GroundMetrics Inc. has partnered with Carbo Ceramics, ConocoPhillips, Sandia National Laboratories and Weatherford to run a successful test in a West Texas oil well that was able to observe where proppant propagated through the subsurface during a hydraulic frac.

The standard technology for imaging unconventional fields is microseismic monitoring but this only maps where rocks are breaking and producing characteristic "popping" noises. Microseismic images do not show where proppant is going or where it is propping open fracture systems.

Carbo Ceramics' and GroundMetrics' recent joint test proved that their technology is able to do so. GroundMetrics used its proprietary electromagnetic source and sensor system to stimulate and detect 230 000 lbs. of Carbo Ceramics' electrically conductive proppant after it was pumped into an 8000 ft. deep well. The resulting data was processed into an earth model that imaged exactly where the proppant had gone underground.

"There are several E&P companies that are very interested in that because finally we will be able to tell, 'Are we effectively stimulating these rocks and should we have our well spacing at X, Y, or Z, or in between?'" said Gary Kolstad, president and CEO of Carbo Ceramics to JPT Magazine. "Now you can take a look and say, 'Am I really spending my capital how I should?'"
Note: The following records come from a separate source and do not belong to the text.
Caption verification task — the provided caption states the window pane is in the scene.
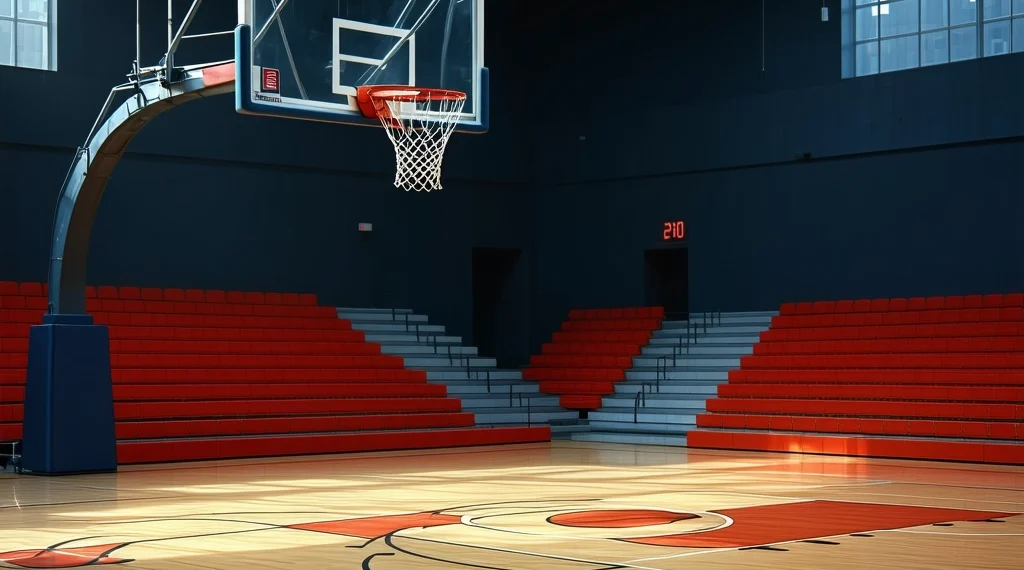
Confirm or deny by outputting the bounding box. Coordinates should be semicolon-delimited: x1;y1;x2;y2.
880;36;918;72
983;0;1010;19
857;42;879;76
856;6;879;41
983;19;1010;55
0;20;14;65
17;21;49;70
879;0;918;38
921;0;949;30
17;0;48;21
949;26;978;61
949;0;978;26
921;30;949;65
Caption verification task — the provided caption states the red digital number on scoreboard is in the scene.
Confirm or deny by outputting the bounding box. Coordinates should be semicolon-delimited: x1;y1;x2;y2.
662;222;686;242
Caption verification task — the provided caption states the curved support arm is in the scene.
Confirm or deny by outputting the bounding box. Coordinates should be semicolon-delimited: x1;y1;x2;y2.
49;63;234;314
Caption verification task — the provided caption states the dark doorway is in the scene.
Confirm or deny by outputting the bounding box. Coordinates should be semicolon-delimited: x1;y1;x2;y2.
644;248;690;316
473;248;529;367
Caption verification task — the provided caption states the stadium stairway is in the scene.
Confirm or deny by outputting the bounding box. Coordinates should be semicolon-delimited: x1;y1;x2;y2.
688;294;1024;465
572;312;776;445
523;307;665;414
337;307;580;437
0;282;550;465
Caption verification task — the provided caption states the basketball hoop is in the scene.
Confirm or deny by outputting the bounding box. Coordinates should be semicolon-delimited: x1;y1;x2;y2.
357;85;466;192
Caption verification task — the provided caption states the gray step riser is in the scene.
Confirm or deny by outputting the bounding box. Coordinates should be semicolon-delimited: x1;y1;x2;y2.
622;368;729;382
380;343;477;356
427;368;522;385
655;324;768;335
640;343;754;358
648;335;761;343
352;322;444;335
614;382;718;399
633;354;739;369
598;392;707;413
570;432;686;447
366;331;462;346
406;356;495;371
338;311;429;322
589;408;697;425
431;382;541;392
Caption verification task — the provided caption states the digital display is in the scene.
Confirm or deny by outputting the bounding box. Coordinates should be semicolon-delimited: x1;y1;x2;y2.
662;222;686;242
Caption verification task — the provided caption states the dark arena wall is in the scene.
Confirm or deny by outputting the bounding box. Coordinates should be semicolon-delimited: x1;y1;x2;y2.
0;0;1024;361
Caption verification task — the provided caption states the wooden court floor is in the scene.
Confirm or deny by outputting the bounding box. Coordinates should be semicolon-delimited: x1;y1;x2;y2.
0;442;1024;570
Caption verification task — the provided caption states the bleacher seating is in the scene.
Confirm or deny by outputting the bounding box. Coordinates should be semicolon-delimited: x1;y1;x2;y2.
523;307;665;410
688;294;1024;464
0;282;550;464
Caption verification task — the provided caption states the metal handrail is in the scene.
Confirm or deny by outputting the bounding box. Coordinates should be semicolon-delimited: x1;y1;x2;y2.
633;386;647;424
"We're very excited about the results from this survey," said George Eiskamp, CEO at GroundMetrics. "Given the current crisis in the industry, we must leverage innovative technologies to find new ways to optimise production. Electromagnetic imaging of conductive proppant is a perfect example. It gives operators actionable insights that can dramatically shift the economics of a given field."